You can download any or all of the files in the folder. The file names are explained in the “Meaning of the kmz files” pdf. Each kmz file covers all of Mexico and nearly all of Central America in different sectors. You should also install the “Maps-for-Free Relief Overlay” to see topographic relief. This can be done via the website: https://ge-map-overlays.appspot.com/world-maps/maps-for-free-relief
Areas of special interest
What are the most interesting areas in Mexico with regards to climatology? Every location has interesting aspects – depending on what you might be interested in and where you live. Here I will present a few areas I have found interesting.

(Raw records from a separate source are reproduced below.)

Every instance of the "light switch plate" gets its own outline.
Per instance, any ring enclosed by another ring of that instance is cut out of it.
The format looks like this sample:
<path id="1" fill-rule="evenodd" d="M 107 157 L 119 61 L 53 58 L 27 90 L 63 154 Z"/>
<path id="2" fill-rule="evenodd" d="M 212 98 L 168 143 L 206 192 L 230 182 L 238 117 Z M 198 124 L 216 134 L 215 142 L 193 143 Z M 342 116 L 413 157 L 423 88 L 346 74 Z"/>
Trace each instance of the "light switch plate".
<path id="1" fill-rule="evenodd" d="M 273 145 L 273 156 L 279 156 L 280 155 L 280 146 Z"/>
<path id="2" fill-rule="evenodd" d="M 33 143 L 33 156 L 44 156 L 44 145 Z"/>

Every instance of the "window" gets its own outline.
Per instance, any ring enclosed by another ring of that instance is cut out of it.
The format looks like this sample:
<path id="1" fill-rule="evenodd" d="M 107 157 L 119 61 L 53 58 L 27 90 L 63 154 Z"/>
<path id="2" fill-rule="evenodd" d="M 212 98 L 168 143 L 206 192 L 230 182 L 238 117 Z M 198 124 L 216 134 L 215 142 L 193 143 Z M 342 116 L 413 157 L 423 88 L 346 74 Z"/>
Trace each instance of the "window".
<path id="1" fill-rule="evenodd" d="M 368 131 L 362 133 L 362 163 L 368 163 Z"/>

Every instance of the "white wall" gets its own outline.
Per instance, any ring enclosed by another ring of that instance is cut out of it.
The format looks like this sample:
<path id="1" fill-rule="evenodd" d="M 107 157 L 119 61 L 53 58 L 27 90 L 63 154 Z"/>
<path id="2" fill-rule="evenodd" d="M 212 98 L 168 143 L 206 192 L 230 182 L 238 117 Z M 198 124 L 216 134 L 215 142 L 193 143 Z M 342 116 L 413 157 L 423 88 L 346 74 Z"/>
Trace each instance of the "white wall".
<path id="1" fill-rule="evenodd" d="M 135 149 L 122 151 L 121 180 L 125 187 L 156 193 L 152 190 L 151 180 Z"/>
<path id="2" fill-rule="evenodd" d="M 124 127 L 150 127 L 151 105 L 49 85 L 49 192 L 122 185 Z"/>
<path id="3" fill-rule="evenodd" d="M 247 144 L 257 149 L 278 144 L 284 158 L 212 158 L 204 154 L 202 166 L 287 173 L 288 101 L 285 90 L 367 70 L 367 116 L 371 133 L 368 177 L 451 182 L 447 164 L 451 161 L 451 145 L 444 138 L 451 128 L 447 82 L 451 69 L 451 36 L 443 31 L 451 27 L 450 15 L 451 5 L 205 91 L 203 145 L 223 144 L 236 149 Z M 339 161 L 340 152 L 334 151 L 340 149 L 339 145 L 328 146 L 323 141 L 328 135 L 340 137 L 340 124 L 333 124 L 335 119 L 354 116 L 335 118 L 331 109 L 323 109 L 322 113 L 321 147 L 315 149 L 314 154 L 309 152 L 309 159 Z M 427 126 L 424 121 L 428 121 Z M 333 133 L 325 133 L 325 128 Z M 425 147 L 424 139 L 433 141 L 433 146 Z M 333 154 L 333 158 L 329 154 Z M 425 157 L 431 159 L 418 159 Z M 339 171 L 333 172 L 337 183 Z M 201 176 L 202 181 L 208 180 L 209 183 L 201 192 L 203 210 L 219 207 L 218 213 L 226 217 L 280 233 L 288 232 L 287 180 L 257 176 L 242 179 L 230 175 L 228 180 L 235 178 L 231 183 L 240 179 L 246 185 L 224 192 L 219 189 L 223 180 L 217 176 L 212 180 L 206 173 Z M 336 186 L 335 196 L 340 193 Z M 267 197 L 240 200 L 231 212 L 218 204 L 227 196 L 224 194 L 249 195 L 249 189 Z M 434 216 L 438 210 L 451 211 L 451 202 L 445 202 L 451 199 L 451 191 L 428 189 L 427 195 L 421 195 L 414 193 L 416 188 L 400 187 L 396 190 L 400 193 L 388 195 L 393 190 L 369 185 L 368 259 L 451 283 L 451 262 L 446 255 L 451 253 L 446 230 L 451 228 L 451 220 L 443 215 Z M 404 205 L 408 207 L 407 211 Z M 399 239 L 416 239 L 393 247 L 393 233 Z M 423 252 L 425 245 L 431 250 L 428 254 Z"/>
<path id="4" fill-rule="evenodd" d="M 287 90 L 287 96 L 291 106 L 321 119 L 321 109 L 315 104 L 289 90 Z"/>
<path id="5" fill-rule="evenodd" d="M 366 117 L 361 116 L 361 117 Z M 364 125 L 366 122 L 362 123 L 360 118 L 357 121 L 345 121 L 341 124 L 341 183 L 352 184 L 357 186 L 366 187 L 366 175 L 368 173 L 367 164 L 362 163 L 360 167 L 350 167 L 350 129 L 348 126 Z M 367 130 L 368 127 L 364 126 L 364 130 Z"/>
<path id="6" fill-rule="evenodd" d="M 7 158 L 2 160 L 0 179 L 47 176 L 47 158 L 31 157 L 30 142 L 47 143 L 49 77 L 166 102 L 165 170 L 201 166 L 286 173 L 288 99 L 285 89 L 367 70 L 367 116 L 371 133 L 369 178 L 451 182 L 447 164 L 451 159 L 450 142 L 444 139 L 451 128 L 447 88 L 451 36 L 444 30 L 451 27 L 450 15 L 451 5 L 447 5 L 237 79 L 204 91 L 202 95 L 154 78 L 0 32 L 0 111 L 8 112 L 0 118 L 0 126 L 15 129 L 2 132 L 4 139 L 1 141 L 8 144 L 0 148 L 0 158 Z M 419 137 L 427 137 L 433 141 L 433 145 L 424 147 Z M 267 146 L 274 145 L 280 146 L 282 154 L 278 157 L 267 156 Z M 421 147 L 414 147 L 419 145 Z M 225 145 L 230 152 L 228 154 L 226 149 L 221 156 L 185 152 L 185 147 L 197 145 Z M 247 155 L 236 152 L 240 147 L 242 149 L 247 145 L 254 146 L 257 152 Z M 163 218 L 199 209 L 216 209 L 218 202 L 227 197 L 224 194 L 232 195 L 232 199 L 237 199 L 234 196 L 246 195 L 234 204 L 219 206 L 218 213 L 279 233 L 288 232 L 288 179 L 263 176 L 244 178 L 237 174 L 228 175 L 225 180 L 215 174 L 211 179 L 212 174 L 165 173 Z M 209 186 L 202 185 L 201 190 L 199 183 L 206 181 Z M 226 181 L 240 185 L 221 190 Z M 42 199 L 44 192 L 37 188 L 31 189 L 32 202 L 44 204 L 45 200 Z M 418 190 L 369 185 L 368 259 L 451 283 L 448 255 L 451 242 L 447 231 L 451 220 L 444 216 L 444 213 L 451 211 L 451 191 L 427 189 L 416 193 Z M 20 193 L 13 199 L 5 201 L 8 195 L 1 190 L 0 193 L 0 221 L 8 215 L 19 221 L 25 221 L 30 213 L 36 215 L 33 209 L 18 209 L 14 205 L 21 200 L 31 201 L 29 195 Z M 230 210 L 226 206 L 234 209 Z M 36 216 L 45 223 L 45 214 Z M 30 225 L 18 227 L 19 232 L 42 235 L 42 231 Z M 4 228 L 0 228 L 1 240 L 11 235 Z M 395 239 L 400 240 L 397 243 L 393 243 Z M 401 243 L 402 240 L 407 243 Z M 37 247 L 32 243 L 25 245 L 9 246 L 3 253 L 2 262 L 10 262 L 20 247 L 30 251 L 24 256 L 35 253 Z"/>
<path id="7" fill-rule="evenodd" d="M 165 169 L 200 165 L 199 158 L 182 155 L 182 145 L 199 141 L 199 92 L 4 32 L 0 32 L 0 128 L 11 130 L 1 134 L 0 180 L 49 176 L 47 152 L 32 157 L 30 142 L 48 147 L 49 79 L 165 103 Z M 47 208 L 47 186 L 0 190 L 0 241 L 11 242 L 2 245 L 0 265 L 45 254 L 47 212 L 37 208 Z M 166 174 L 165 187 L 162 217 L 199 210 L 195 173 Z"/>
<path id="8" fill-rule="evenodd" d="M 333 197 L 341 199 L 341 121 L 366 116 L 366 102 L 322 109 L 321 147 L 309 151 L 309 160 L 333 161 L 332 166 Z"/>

You may have other interests.
From a biogeographical perspective here are some features of the satellite climatologies (and also conventional surface observation-based climatologies) that are interesting:
The zone of minimum cloudiness along the north shore of the Yucatan Peninsula.
The “cloud forests” along the eastern Mexican foothills.
The cloud-impacted islands and coastlines of Baja California.
GOES imagery climatologies
More uncertainty is involved in extracting cloudy pixels from GOES imagery due to the longer period of observations throughout the day. The sun angle changes during sunrise and sunset can produce large shadow effects and the albedo of clouds also changes rapidly as the sun angle changes. A single threshold value does not work equally well to detect clouds uniformly across the field of view near sunrise and sunset.
Another complication is that the sun angle changes throughout the year and a threshold value suitable for cloud detection in one month may be less desirable in another month.
Yet another complication occurs during the averaging of imagery to make mean cloudiness maps. Multiple images are averaged to obtain smoother fields (for example we averaged 10 min imagery into 1 hr averages) with a higher signal to noise ration. But if the daylight in June is longer than in July how do we do this averaging to get a seasonal averaged value? Should we average with respect to local solar time? Imagery from 1340 UTC in October will be dark, while the same period during June will show clouds.